Ağaçlar ve İnsanlar

Koskoca ormanda binlerce tür ağaçolduğu gibi yeryüzünde milyonlarca tip insan barınır. Bu milyon çeşit insanda milyon çeşit yürek ve o yürekte milyon çeşit sevgi ya da sevgisizlik yatar. İşte bu sevgi çeşidi belirler insanın yaptığı ya da yapacağı eylemleri.

O yürekten pompalanan kanla çalışır beyin, gözler o beyinden aldığı emirle bakar, görür ya da göremez sonuçta kimi sıradan bir fert olur kimi bir suçlu kimi ise bir ilim adamı, üretken, topluma faydalı sevgi dolu bir insan bir birey olabilmekse en güzel erdemdir diye düşünüyorum.

Ağaçların kaderi de aynıdır insanla, gün gelir kocaman bir ağacı kesen baltanın sapı da ağaçtır. Kimi ağaç kesilir kâğıt olur, üzerinde çok derin bilgiler barınır, kimi de kesilir bir silaha kundak olur öldürmek için canlıları, kimi ise gider darağacına sehpa olur ama en şanslısı da kalem olur, yazmak için okunası yazıları.

Ne ağacın cinsini belirlemek kendi elindedir ne de büyüyeceği toprağı, bir rüzgâr eser savurur ormanın bir yerine ve başlar büyümeye.

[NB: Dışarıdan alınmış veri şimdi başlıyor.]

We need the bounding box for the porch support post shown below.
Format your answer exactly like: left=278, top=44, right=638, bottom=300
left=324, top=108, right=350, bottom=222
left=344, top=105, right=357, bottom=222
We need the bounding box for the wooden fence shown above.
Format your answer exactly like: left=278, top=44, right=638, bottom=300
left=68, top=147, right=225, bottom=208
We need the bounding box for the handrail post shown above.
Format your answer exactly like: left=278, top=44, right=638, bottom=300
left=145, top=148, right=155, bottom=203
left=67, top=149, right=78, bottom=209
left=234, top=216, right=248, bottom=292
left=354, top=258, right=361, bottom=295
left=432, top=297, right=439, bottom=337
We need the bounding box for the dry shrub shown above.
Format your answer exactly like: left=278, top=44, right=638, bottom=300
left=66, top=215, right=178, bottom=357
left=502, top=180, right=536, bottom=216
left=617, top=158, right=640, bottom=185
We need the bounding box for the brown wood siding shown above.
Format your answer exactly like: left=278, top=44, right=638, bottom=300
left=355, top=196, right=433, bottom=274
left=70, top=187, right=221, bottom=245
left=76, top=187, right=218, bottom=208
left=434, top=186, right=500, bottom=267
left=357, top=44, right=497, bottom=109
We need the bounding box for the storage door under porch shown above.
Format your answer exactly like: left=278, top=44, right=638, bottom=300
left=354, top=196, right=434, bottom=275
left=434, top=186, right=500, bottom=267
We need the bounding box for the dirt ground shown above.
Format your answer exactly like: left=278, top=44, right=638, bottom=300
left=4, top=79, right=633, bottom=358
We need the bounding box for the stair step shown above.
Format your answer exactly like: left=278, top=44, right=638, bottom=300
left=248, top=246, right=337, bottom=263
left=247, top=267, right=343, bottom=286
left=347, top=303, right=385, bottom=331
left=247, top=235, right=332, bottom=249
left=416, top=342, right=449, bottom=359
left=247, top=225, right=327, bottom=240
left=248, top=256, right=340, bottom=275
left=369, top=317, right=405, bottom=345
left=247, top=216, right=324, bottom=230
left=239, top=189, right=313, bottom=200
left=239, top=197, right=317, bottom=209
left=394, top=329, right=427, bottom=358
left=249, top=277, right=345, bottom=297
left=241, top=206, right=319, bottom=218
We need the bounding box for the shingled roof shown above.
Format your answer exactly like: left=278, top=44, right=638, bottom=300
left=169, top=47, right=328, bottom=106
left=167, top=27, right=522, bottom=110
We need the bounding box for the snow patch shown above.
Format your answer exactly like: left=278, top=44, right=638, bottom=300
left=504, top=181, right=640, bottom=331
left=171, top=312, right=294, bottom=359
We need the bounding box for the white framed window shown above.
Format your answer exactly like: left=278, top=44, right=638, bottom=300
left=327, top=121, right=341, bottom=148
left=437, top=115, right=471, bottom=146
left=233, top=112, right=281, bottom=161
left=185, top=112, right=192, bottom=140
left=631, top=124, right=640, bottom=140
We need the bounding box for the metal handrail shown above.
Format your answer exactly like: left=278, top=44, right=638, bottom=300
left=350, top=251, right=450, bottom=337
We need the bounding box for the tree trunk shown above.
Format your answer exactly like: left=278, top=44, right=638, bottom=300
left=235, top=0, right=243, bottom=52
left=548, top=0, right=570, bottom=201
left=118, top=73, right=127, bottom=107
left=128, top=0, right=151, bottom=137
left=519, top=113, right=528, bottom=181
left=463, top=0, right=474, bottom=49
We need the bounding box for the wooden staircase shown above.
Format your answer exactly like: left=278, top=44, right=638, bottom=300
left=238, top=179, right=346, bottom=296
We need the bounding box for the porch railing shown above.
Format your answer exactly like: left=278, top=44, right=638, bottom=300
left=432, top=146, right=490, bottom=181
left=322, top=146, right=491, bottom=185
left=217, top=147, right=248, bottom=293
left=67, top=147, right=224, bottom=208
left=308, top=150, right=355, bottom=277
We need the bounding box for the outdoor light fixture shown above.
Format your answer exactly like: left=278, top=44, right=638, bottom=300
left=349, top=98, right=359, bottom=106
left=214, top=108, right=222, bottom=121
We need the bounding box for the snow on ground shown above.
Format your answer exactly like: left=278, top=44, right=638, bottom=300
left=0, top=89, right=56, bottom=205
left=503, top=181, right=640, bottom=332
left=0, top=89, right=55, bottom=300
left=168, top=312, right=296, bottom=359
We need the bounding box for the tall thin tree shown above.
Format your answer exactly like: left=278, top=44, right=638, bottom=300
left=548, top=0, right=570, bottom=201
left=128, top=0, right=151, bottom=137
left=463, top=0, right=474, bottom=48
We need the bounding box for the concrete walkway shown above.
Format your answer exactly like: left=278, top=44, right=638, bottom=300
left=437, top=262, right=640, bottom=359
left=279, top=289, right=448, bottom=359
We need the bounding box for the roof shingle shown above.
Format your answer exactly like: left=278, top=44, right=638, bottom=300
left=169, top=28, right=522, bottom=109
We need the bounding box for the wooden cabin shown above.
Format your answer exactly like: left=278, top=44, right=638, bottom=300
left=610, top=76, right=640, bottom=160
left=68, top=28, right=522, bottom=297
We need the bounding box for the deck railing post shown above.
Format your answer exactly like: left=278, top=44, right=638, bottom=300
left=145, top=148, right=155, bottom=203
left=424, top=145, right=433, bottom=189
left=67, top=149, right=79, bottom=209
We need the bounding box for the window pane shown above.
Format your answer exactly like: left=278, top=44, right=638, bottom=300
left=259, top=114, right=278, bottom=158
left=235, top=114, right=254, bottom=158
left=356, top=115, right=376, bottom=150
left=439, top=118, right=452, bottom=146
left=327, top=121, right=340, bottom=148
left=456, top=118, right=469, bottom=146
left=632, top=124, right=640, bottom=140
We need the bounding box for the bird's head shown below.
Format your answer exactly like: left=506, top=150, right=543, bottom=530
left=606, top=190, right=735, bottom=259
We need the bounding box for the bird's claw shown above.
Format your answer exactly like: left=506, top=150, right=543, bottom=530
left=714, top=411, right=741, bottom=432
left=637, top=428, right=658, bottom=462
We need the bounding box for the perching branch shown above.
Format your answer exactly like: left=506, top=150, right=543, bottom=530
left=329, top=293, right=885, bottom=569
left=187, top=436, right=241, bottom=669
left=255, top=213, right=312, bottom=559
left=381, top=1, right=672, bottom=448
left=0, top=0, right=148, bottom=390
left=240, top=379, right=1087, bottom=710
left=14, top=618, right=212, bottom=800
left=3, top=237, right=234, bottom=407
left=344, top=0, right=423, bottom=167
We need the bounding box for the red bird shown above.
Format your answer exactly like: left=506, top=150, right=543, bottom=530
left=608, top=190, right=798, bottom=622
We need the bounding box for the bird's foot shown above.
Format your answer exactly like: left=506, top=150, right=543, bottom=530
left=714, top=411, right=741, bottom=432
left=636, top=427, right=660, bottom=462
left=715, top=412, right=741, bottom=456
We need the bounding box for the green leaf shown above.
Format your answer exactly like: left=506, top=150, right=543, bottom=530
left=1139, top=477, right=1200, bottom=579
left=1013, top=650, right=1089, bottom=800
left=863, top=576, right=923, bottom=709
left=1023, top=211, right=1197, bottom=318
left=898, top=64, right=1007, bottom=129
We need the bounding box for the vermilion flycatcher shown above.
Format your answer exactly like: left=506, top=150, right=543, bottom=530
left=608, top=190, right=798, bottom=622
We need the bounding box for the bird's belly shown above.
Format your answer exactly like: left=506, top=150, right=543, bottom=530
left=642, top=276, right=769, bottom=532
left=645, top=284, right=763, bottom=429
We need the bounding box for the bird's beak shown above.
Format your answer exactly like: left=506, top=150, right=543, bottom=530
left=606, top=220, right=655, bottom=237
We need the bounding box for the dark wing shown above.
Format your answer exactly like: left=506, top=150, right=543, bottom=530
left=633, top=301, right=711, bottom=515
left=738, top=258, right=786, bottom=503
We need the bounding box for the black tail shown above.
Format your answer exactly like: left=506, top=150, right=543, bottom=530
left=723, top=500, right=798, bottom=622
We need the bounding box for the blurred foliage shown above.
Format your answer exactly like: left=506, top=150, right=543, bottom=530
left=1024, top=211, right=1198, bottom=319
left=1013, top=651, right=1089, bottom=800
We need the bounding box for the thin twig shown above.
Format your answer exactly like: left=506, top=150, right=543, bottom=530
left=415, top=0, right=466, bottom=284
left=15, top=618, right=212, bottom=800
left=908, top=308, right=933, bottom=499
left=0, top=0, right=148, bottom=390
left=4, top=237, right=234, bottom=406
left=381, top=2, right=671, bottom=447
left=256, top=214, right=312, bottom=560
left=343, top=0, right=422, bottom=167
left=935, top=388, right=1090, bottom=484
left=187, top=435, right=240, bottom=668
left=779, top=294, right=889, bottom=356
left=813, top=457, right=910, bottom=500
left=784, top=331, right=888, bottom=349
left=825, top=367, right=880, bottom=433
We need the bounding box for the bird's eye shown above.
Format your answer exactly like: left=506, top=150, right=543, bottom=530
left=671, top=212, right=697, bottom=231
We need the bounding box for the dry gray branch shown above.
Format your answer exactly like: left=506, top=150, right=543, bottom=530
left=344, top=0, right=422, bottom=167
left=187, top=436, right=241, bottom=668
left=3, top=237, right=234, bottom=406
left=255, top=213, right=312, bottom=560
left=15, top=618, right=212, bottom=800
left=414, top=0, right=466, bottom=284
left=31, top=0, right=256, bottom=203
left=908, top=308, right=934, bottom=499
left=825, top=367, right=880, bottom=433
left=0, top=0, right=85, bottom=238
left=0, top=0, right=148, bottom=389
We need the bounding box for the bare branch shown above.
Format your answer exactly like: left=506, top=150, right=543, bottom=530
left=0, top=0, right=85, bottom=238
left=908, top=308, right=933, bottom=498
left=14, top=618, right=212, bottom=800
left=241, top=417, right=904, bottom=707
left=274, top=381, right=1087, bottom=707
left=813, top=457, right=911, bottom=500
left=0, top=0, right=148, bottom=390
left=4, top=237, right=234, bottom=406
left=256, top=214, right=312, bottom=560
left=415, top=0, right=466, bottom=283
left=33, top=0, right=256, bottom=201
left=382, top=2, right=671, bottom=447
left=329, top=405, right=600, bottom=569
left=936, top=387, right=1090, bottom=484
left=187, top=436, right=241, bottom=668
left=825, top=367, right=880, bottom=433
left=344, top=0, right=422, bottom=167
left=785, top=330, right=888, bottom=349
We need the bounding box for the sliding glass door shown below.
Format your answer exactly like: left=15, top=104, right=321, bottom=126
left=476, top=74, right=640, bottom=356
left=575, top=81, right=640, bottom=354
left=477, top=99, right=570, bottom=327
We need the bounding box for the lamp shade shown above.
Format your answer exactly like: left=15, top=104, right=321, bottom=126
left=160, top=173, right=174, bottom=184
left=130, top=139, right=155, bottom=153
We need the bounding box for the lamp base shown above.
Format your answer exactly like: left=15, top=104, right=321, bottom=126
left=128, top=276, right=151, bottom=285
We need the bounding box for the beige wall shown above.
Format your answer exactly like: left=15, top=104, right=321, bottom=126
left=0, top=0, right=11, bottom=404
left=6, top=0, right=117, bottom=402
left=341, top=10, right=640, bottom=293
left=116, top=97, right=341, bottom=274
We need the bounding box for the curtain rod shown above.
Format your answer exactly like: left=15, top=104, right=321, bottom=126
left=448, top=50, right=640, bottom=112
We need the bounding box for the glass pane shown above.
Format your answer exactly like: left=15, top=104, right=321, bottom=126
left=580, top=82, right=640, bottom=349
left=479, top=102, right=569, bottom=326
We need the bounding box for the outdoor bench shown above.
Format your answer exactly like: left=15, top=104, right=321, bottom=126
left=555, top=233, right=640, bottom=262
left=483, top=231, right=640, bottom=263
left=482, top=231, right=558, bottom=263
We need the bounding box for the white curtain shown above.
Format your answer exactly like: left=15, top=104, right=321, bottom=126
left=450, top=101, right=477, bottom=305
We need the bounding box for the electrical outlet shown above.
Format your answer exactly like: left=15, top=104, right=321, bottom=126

İnsan da öyle değimlidir dostlar onu da hayat rüzgârı savurur dünyanın bir yerine ve başlar evrimi, olması gereken yere gelmek için mücadeleye.

Aslında ağaçlar kalem olsa denizler de mürekkep, yazılsa, yazılsa yine de bitmez bu hikâye. Taaa ki insanoğlu bir ağaç gibi hür, bir orman gibi kardeşçesine yaşamayı öğreninceye kadar.